In you're example of D, Em, C and G you can still choose the key of the song. Usually, the key of the song is based on which note the song ends on and not on which note the song starts on, so you can always start at te V chord or on Em. But like I said: As long as it sounds good, it's good.
#4
Quote by goldstrat1212


In another example i play D maj, E min, C Maj, G maj and this song is in the key of G that's what key i've always solo'd over it in, does it matter that i'm starting on the V chord? sometimes i play this progression starting on the E minor, would that change the key of the song?


it's a V, VI, IV, I progression in G Major I'd say, not uncommon at all really.

If you started the progression on the Em chord it wouldn't change anything, because the G major would still sound like a tonic.
It doesn't matter where a progression starts, the only thing that matters is where it ends, where it resolves its tension.
You're progression is doesn't have a strong pull to G major though, because you just have a IV infront of the tonic.

You could another D maj chord (so it's D-Em-C-D-G), that would make the tonality stronger.


If you want to make the progression to resolve to E minor you could go like Em-C-G-Bm because then you'd have added the dominant chord of E minor.

Just try it out, if you play a G Major chord after the progression it doesn't sound like an end, while a Em chord does, that way you can figure out what tonality you are in.
Just ask yourself "could the song end here" and if it could you know the last chord you played it the I chord.
#6
Quote by goldstrat1212
Hello everyone on the forums and thankyou so much for helping me out with this in advance! i've been working to understand how to figure out what key the chord progressions i've been writing are in.
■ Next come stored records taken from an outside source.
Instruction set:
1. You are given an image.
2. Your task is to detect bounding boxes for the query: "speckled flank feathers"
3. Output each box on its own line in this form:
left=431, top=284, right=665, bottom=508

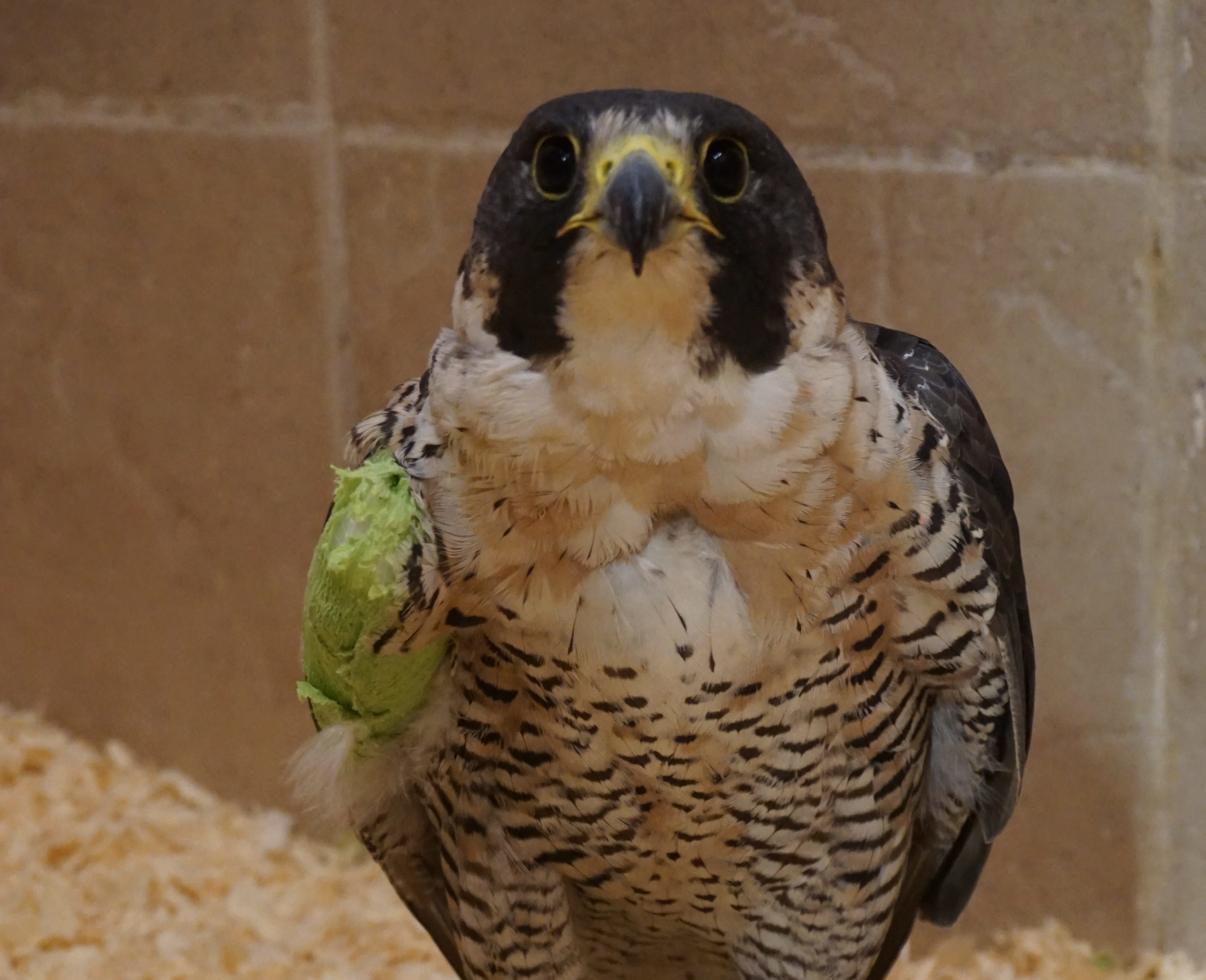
left=333, top=93, right=1031, bottom=980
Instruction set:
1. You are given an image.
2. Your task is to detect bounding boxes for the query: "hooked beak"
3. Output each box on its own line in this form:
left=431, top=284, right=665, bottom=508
left=560, top=136, right=720, bottom=276
left=600, top=150, right=678, bottom=276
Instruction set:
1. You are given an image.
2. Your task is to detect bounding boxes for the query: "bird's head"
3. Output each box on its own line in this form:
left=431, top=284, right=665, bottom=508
left=453, top=89, right=841, bottom=383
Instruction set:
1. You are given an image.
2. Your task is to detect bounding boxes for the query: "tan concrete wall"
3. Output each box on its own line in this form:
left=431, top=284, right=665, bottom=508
left=0, top=0, right=1206, bottom=954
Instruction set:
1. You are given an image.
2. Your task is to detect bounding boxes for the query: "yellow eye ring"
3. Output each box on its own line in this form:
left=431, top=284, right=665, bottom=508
left=532, top=133, right=579, bottom=201
left=699, top=136, right=750, bottom=204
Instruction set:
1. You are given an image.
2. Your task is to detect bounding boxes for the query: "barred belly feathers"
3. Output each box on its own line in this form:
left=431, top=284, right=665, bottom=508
left=294, top=90, right=1032, bottom=980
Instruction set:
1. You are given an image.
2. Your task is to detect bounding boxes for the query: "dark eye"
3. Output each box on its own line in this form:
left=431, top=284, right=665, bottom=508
left=703, top=138, right=750, bottom=204
left=532, top=136, right=578, bottom=200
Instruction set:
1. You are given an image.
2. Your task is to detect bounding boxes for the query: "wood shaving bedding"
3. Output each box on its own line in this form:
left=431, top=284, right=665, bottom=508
left=0, top=705, right=1206, bottom=980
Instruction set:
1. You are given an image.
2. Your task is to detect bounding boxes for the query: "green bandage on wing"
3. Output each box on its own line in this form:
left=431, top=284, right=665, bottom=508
left=298, top=452, right=447, bottom=739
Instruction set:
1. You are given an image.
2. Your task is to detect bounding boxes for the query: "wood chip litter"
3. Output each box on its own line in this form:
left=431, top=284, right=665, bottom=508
left=0, top=705, right=1206, bottom=980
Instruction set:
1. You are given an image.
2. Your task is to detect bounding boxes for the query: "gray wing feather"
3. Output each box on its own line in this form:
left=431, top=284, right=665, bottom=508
left=860, top=323, right=1035, bottom=980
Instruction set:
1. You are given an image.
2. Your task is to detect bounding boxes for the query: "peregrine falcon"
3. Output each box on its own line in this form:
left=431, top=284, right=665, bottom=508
left=299, top=89, right=1033, bottom=980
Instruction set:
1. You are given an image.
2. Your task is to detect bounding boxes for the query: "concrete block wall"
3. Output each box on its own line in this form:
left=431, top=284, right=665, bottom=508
left=0, top=0, right=1206, bottom=957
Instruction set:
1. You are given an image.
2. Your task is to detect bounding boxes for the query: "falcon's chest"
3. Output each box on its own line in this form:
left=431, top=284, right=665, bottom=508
left=417, top=517, right=924, bottom=931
It seems like certain chord progressions such as Emaj, Gmaj, Dmaj, and Amaj sound good when played on guitar but there are no keys that fit 4 major scales in.


Sometimes a little bit of a theory is a dangerous thing. This could work easily in E major (where G is borrowed from the parallel minor).

When soloing, E major or E minor pentatonic will work well. If you pick E major you'll nee to be a little careful with notes over the G major chord (eg, the G# may clash) but there's absolutely no need to modulate here.

Instead, you need to understand what you're playing. eg, you don't just noodle away in a key because that's your key. You use your ears and your understanding of theory to guide you.

In another example i play D maj, E min, C Maj, G maj and this song is in the key of G that's what key i've always solo'd over it in, does it matter that i'm starting on the V chord?


Doesn't matter at all that you're starting on the V. That's pretty common, in fact.
#8
The chord where it starts isn't important, it is where it resolves that will determine the key

And did this Emaj, Gmaj, Dmaj and Amaj progression come from the chorus of Pearl Jam's Alive? lol
#9
To know what Key you are in you need to know where the song/progression resolves to. Everything is only there to support the Key...NOT the scale.

While a Key points to a scale, it more importantly points to a tonic.

The notes in the scale are to keep the chart clean, the notes in the song are to maximize and strengthen the tonic.

So whether things are diatonically correct or not does not mean they aren't in Key.

Most songs use borrowed chords from both the Major and Minor Keys from the tonic. The Tonic is the Key you are in.

Example:

Emaj, Gmaj, Dmaj, and Amaj if this resolves on E, then it's "in E"...

E is the I/tonic chord (from E Major), G is the bIII chord (from E Minor), D is the bVII chord (from E Minor) and A is the IV chord (from E Major).

See, ALL of that progression is "in E", comprised of chords from E Major and E Minor.


Take D maj, E min, C Maj, G maj, if this resolves to D, then it's "in D"...

D is the I/tonic chord (from D Major), Em is the IIm chord (from D Major), C is the bVII chord (from D Minor), and G is the VI chord (from D Major).

See, ALL of that progression is "in D", comprised of chords from D Major and D Minor.

Once you understand this, as a player/improviser, you can narrow down almost any tune to a Major and Minor (or vice versa) change in the notes you use to solo. Some of the most complicated tunes are nothing but Maj and Min moves from the tonic...THAT is how music works.

Yes, there are times when you'll get a chord that isn't in either Major or Minor from the tonic, but it can usually be related back to a substitution, or even a Dominant "Key" if you will...

IOW, you can find tunes using all kind of scales and stuff but the one thing that's common across pretty much every tune is...it has a tonic.
Last edited by MikeDodge at Jan 26, 2012,
#10
thank you mikedodge and 5050 you guys completely answered my question and helped me realize a huge block in my playing.